Fig. 1. — Benchmark of search sensitivity and specificity. Searches were performed against the Rmark3 benchmark either by constructing a single profile HMM from the query alignment (nhmmer profile), constructing a consensus sequence from the query alignment (consensus), or by using family pairwise search (*fpw*). The aborted lines for two nhmmer variants indicate that the list of all hits found by each search variant was exhausted before reaching 1 false positive per Mb per search. The nhmmer parameters were default, except setting the E-value threshold, ‘-E 100’ for profile and consensus variants, to extend the hit list. Higher E-values have no effect, as further hits (true and false) are filtered by the default acceleration heuristics. Many parameters were tested for NCBI blastn 2.2.28+, with the best-performing variant shown here (‘-word_size 7 -penalty -3 -reward 2 -gapopen 4 -gapextend 2’). For each combination of program and method, hits for all families were collected and ranked by E-value, and true and false hits were defined as described in the text. The Y-axis is the fraction of 780 true positives detected with an E-value sufficient to achieve the false-positive rate specified on the X-axis. Runtime was collected on a single thread on a 2.66 GHz Intel Gainestown (X5550) processor. The benchmark can be downloaded from http://selab.janelia.org/publications.html

In this benchmark, we begin with an alignment of multiple members of a DNA sequence family and aim to find more instances of the family in the target sequence database. The standard methods for this homology search problem (e.g. using blastn) involve searching the target database with a single query sequence, either (i) producing a consensus sequence to represent the sequence family, then using the consensus as query to search the database, or (ii) using the family pairwise (fpw) search method, in which each individual sequence from the family alignment is used as a query, the hit lists are merged, and overlapping hits are adjudicated by recording the hit with the best E-value (Grundy, 1998). Using both of these single-sequence query approaches on Rmark3, nhmmer achieves better sensitivity than blastn.

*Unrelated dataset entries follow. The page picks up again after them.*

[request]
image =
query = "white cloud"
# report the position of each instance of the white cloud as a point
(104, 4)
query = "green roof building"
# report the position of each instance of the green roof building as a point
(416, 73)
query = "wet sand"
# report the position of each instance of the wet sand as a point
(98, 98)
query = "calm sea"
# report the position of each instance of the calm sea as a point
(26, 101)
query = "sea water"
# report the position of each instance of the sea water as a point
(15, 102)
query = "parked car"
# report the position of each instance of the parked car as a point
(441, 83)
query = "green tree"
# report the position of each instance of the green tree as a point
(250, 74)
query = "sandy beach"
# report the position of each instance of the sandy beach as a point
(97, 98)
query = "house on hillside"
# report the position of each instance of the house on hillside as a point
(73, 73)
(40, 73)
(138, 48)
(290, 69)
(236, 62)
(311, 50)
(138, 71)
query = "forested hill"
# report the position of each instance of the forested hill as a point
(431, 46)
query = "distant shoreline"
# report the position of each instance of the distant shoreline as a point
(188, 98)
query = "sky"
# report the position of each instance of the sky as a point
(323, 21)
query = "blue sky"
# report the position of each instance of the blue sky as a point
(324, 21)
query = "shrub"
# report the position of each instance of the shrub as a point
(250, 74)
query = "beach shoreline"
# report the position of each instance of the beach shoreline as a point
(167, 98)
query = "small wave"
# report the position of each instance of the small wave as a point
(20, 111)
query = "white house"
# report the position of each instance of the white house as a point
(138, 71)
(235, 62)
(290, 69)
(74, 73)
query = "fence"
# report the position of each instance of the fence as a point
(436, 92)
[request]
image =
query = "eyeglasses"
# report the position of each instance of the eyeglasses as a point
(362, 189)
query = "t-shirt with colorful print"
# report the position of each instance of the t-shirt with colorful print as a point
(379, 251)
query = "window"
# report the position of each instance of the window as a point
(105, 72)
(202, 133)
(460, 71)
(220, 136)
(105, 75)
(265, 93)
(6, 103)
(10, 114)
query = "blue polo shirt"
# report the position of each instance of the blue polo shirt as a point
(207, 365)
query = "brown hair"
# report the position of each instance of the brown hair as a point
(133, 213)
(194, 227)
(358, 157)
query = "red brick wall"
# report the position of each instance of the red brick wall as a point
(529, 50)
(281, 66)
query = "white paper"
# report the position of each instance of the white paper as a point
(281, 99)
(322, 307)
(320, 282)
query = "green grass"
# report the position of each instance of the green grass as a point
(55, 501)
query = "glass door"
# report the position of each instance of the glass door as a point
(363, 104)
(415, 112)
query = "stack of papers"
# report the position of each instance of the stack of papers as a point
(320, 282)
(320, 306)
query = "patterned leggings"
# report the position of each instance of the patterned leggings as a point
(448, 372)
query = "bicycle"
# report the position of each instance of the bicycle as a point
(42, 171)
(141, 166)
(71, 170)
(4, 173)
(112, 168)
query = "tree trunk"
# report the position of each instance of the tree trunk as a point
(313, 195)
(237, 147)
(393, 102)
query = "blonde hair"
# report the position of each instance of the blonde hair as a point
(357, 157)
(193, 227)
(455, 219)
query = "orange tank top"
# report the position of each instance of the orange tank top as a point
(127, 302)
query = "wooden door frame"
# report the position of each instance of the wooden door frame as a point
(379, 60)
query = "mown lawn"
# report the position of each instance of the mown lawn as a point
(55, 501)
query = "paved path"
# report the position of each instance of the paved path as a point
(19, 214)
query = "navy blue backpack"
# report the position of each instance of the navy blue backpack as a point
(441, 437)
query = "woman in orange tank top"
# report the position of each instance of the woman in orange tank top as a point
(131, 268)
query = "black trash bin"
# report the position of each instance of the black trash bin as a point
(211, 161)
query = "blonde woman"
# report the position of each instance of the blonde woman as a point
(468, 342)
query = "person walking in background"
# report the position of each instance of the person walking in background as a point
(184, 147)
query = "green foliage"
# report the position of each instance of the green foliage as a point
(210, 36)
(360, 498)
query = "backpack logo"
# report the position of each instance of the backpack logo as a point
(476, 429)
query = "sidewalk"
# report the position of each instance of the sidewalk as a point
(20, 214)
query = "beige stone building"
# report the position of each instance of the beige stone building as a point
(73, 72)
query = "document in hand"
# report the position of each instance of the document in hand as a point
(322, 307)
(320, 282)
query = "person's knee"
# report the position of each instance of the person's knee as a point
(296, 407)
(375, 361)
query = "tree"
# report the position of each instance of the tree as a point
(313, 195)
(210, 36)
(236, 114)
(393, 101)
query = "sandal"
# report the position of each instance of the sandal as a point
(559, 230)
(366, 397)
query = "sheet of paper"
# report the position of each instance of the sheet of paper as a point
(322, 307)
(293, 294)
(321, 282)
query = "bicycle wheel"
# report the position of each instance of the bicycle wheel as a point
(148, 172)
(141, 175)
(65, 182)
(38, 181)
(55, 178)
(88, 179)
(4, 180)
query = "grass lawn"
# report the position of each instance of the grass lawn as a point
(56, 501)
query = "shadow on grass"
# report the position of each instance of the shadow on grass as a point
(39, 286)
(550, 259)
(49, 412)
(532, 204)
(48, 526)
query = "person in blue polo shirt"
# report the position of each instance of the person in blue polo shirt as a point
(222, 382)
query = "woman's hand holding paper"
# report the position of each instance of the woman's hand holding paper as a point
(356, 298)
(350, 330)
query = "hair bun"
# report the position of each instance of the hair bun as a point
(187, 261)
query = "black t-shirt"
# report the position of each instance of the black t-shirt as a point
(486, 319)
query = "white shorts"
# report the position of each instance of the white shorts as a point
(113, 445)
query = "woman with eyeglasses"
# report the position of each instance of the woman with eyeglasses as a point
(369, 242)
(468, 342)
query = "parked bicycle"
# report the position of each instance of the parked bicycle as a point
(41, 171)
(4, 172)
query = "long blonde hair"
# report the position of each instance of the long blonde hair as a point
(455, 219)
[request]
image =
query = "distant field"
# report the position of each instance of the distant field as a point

These single-sequence query methods do not, however, take full advantage of the information contained within the query alignment. In nhmmer, a profile HMM is built from the alignment, and represents the residue and indel distributions for each position, modeling the conservation patterns of the family in a way that is not possible with single-sequence queries. The benefits of profile search are two-fold: (i) search power is much greater than even with fpw, and (ii) search speed is roughly equivalent to that of searching with a single consensus sequence, as only one search is performed for the entire family, rather than one for each sequence in the query alignment as in fpw.

In addition to being more sensitive than blastn, nhmmer represents a nearly 100-fold increase in speed over previous implementations of DNA homology search with profile HMMs. For example, using the seed alignment for Dfam entry DF0000789 (a 338 position-long DNA transposon) to search against the human genome with a single thread took nhmmer 12 min to complete, whereas HMMER 1.8.5 completed in 782 min and SAM 3.5 (Hughey and Krogh, 1995; Karplus et al., 1998) required 844 min.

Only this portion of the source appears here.